I was using a physical RGB LED so there wasn't much extra bandwidth for conveying information. I live in a cold climate so green really meant "Leave now and you'll only have to wait in the cold at the stop for 2-3 minutes". Here's the code if anyone's interested[1]. Looks like my memory wasn't quite right, I did blue/green/red with blue=wait, green=leave, red=missed.
Much better than the MTA's website... though slightly less useful if you're not me commuting to work.
What I learned from this exercise is that:
1) The estimates are consistently inaccurate; downtown trains at Chambers St. always arrive when the clock says "2" (minutes until arrival).
2) They use some sort of distributed cache that doesn't remain consistent; as you bounce between backend instances you get different results, but often the same two results. (The red/green lines under the station names indicate freshness.)
3) The clocks in the stations don't work when it's too hot, but the actual data collection/processing is fine.

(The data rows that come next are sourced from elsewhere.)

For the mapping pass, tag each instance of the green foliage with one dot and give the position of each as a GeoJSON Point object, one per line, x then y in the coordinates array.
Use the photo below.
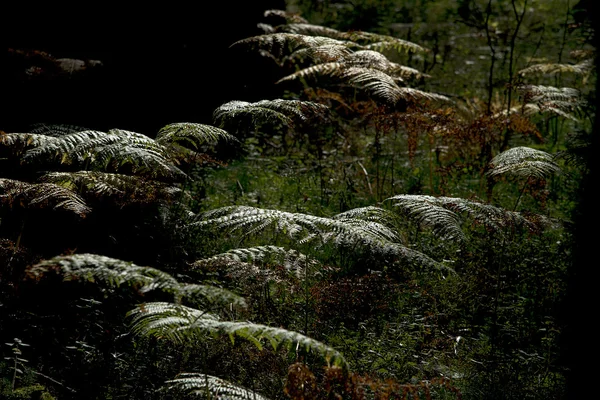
{"type": "Point", "coordinates": [352, 221]}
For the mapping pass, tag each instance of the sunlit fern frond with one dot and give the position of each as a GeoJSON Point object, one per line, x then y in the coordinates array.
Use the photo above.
{"type": "Point", "coordinates": [283, 44]}
{"type": "Point", "coordinates": [56, 129]}
{"type": "Point", "coordinates": [523, 162]}
{"type": "Point", "coordinates": [194, 135]}
{"type": "Point", "coordinates": [206, 296]}
{"type": "Point", "coordinates": [184, 324]}
{"type": "Point", "coordinates": [377, 42]}
{"type": "Point", "coordinates": [97, 150]}
{"type": "Point", "coordinates": [106, 271]}
{"type": "Point", "coordinates": [251, 220]}
{"type": "Point", "coordinates": [582, 68]}
{"type": "Point", "coordinates": [582, 54]}
{"type": "Point", "coordinates": [449, 224]}
{"type": "Point", "coordinates": [321, 54]}
{"type": "Point", "coordinates": [344, 231]}
{"type": "Point", "coordinates": [426, 211]}
{"type": "Point", "coordinates": [542, 94]}
{"type": "Point", "coordinates": [15, 193]}
{"type": "Point", "coordinates": [266, 28]}
{"type": "Point", "coordinates": [286, 112]}
{"type": "Point", "coordinates": [292, 261]}
{"type": "Point", "coordinates": [243, 275]}
{"type": "Point", "coordinates": [210, 387]}
{"type": "Point", "coordinates": [292, 18]}
{"type": "Point", "coordinates": [376, 60]}
{"type": "Point", "coordinates": [124, 188]}
{"type": "Point", "coordinates": [378, 84]}
{"type": "Point", "coordinates": [312, 30]}
{"type": "Point", "coordinates": [18, 143]}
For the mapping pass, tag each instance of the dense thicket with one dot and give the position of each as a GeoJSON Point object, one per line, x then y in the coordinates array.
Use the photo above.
{"type": "Point", "coordinates": [394, 206]}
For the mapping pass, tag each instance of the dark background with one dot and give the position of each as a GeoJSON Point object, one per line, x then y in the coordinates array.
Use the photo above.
{"type": "Point", "coordinates": [162, 62]}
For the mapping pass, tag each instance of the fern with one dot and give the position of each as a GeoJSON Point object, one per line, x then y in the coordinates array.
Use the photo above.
{"type": "Point", "coordinates": [282, 44]}
{"type": "Point", "coordinates": [446, 215]}
{"type": "Point", "coordinates": [348, 231]}
{"type": "Point", "coordinates": [364, 40]}
{"type": "Point", "coordinates": [125, 189]}
{"type": "Point", "coordinates": [192, 134]}
{"type": "Point", "coordinates": [375, 82]}
{"type": "Point", "coordinates": [111, 273]}
{"type": "Point", "coordinates": [288, 16]}
{"type": "Point", "coordinates": [183, 324]}
{"type": "Point", "coordinates": [41, 195]}
{"type": "Point", "coordinates": [523, 162]}
{"type": "Point", "coordinates": [211, 387]}
{"type": "Point", "coordinates": [100, 151]}
{"type": "Point", "coordinates": [582, 68]}
{"type": "Point", "coordinates": [103, 270]}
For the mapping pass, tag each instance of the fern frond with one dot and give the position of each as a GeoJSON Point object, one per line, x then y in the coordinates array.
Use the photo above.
{"type": "Point", "coordinates": [42, 195]}
{"type": "Point", "coordinates": [539, 93]}
{"type": "Point", "coordinates": [523, 162]}
{"type": "Point", "coordinates": [251, 220]}
{"type": "Point", "coordinates": [283, 43]}
{"type": "Point", "coordinates": [101, 150]}
{"type": "Point", "coordinates": [427, 211]}
{"type": "Point", "coordinates": [183, 324]}
{"type": "Point", "coordinates": [582, 68]}
{"type": "Point", "coordinates": [291, 260]}
{"type": "Point", "coordinates": [375, 60]}
{"type": "Point", "coordinates": [312, 30]}
{"type": "Point", "coordinates": [56, 129]}
{"type": "Point", "coordinates": [192, 134]}
{"type": "Point", "coordinates": [19, 143]}
{"type": "Point", "coordinates": [286, 112]}
{"type": "Point", "coordinates": [201, 385]}
{"type": "Point", "coordinates": [381, 43]}
{"type": "Point", "coordinates": [129, 189]}
{"type": "Point", "coordinates": [344, 231]}
{"type": "Point", "coordinates": [207, 295]}
{"type": "Point", "coordinates": [375, 82]}
{"type": "Point", "coordinates": [288, 16]}
{"type": "Point", "coordinates": [110, 272]}
{"type": "Point", "coordinates": [321, 54]}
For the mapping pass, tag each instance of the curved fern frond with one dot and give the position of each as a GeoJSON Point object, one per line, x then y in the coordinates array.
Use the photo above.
{"type": "Point", "coordinates": [582, 68]}
{"type": "Point", "coordinates": [192, 134]}
{"type": "Point", "coordinates": [321, 54]}
{"type": "Point", "coordinates": [375, 82]}
{"type": "Point", "coordinates": [207, 296]}
{"type": "Point", "coordinates": [19, 143]}
{"type": "Point", "coordinates": [251, 220]}
{"type": "Point", "coordinates": [292, 261]}
{"type": "Point", "coordinates": [286, 112]}
{"type": "Point", "coordinates": [312, 30]}
{"type": "Point", "coordinates": [426, 211]}
{"type": "Point", "coordinates": [41, 195]}
{"type": "Point", "coordinates": [102, 150]}
{"type": "Point", "coordinates": [523, 162]}
{"type": "Point", "coordinates": [541, 94]}
{"type": "Point", "coordinates": [130, 189]}
{"type": "Point", "coordinates": [429, 211]}
{"type": "Point", "coordinates": [110, 272]}
{"type": "Point", "coordinates": [201, 384]}
{"type": "Point", "coordinates": [282, 44]}
{"type": "Point", "coordinates": [288, 16]}
{"type": "Point", "coordinates": [183, 324]}
{"type": "Point", "coordinates": [377, 42]}
{"type": "Point", "coordinates": [56, 129]}
{"type": "Point", "coordinates": [376, 60]}
{"type": "Point", "coordinates": [343, 231]}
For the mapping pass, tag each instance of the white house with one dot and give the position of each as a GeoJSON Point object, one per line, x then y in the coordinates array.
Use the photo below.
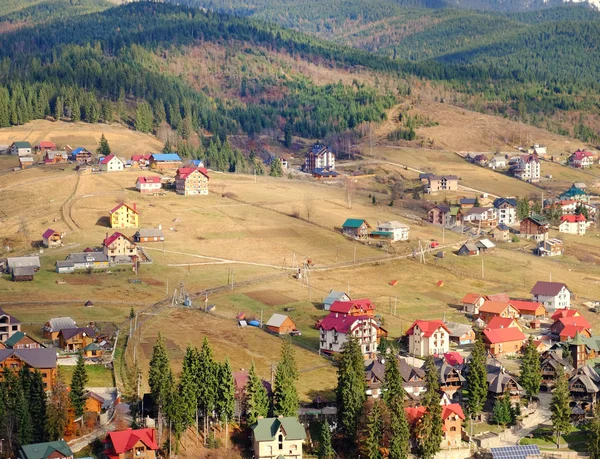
{"type": "Point", "coordinates": [428, 337]}
{"type": "Point", "coordinates": [111, 163]}
{"type": "Point", "coordinates": [553, 295]}
{"type": "Point", "coordinates": [336, 328]}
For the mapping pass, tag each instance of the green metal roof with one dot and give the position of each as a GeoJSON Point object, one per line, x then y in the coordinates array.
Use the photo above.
{"type": "Point", "coordinates": [266, 429]}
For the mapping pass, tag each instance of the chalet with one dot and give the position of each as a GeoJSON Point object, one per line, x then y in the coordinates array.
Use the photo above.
{"type": "Point", "coordinates": [48, 450]}
{"type": "Point", "coordinates": [165, 161]}
{"type": "Point", "coordinates": [191, 182]}
{"type": "Point", "coordinates": [534, 227]}
{"type": "Point", "coordinates": [111, 163]}
{"type": "Point", "coordinates": [131, 443]}
{"type": "Point", "coordinates": [332, 297]}
{"type": "Point", "coordinates": [437, 183]}
{"type": "Point", "coordinates": [124, 216]}
{"type": "Point", "coordinates": [319, 157]}
{"type": "Point", "coordinates": [553, 295]}
{"type": "Point", "coordinates": [503, 341]}
{"type": "Point", "coordinates": [149, 235]}
{"type": "Point", "coordinates": [573, 224]}
{"type": "Point", "coordinates": [356, 228]}
{"type": "Point", "coordinates": [428, 337]}
{"type": "Point", "coordinates": [20, 149]}
{"type": "Point", "coordinates": [472, 302]}
{"type": "Point", "coordinates": [75, 339]}
{"type": "Point", "coordinates": [278, 437]}
{"type": "Point", "coordinates": [51, 238]}
{"type": "Point", "coordinates": [581, 159]}
{"type": "Point", "coordinates": [119, 248]}
{"type": "Point", "coordinates": [281, 324]}
{"type": "Point", "coordinates": [41, 359]}
{"type": "Point", "coordinates": [8, 326]}
{"type": "Point", "coordinates": [336, 328]}
{"type": "Point", "coordinates": [148, 185]}
{"type": "Point", "coordinates": [491, 309]}
{"type": "Point", "coordinates": [53, 327]}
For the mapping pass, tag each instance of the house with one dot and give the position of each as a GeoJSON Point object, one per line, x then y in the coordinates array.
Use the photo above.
{"type": "Point", "coordinates": [164, 161]}
{"type": "Point", "coordinates": [356, 228]}
{"type": "Point", "coordinates": [51, 238]}
{"type": "Point", "coordinates": [111, 163]}
{"type": "Point", "coordinates": [332, 297]}
{"type": "Point", "coordinates": [460, 333]}
{"type": "Point", "coordinates": [527, 168]}
{"type": "Point", "coordinates": [131, 443]}
{"type": "Point", "coordinates": [529, 310]}
{"type": "Point", "coordinates": [392, 231]}
{"type": "Point", "coordinates": [148, 185]}
{"type": "Point", "coordinates": [20, 149]}
{"type": "Point", "coordinates": [507, 210]}
{"type": "Point", "coordinates": [319, 157]}
{"type": "Point", "coordinates": [428, 337]}
{"type": "Point", "coordinates": [83, 260]}
{"type": "Point", "coordinates": [75, 339]}
{"type": "Point", "coordinates": [550, 248]}
{"type": "Point", "coordinates": [124, 216]}
{"type": "Point", "coordinates": [581, 159]}
{"type": "Point", "coordinates": [534, 227]}
{"type": "Point", "coordinates": [573, 224]}
{"type": "Point", "coordinates": [149, 235]}
{"type": "Point", "coordinates": [437, 183]}
{"type": "Point", "coordinates": [41, 359]}
{"type": "Point", "coordinates": [53, 327]}
{"type": "Point", "coordinates": [503, 341]}
{"type": "Point", "coordinates": [491, 309]}
{"type": "Point", "coordinates": [191, 182]}
{"type": "Point", "coordinates": [468, 249]}
{"type": "Point", "coordinates": [553, 295]}
{"type": "Point", "coordinates": [472, 302]}
{"type": "Point", "coordinates": [281, 324]}
{"type": "Point", "coordinates": [118, 247]}
{"type": "Point", "coordinates": [336, 328]}
{"type": "Point", "coordinates": [8, 325]}
{"type": "Point", "coordinates": [279, 437]}
{"type": "Point", "coordinates": [48, 450]}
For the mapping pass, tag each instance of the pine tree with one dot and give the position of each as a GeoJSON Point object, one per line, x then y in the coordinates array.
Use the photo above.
{"type": "Point", "coordinates": [78, 382]}
{"type": "Point", "coordinates": [531, 372]}
{"type": "Point", "coordinates": [103, 148]}
{"type": "Point", "coordinates": [351, 387]}
{"type": "Point", "coordinates": [257, 399]}
{"type": "Point", "coordinates": [559, 406]}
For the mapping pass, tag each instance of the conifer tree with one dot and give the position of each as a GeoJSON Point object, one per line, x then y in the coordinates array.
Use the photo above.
{"type": "Point", "coordinates": [559, 406]}
{"type": "Point", "coordinates": [78, 382]}
{"type": "Point", "coordinates": [257, 399]}
{"type": "Point", "coordinates": [351, 387]}
{"type": "Point", "coordinates": [531, 372]}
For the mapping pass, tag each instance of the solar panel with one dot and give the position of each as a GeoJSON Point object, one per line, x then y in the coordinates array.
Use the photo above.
{"type": "Point", "coordinates": [515, 452]}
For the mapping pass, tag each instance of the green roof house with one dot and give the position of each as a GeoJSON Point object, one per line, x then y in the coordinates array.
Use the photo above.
{"type": "Point", "coordinates": [278, 438]}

That's interesting. Worked on a service based on TFL (London) data, and they were incredibly picky about ensuring people would not get misled by signage. Of course sometimes there are tradeoffs, but they had extensive rules to ensure the tradeoffs minimised negative experiences. E.g we had to take any buses off the boards if the data was more than x seconds old, never ever allow enough clock drift or other issues to cause our displays to be off by more than a certain amount, clear the whole display if we got no api response within a certain amount of time etc.
It was very annoying to implement, but as a user it is very nice to know how much thought has gone into it.
[1] https://gist.github.com/kevana/32bfa486d9fb0aa20a19694d1b69d...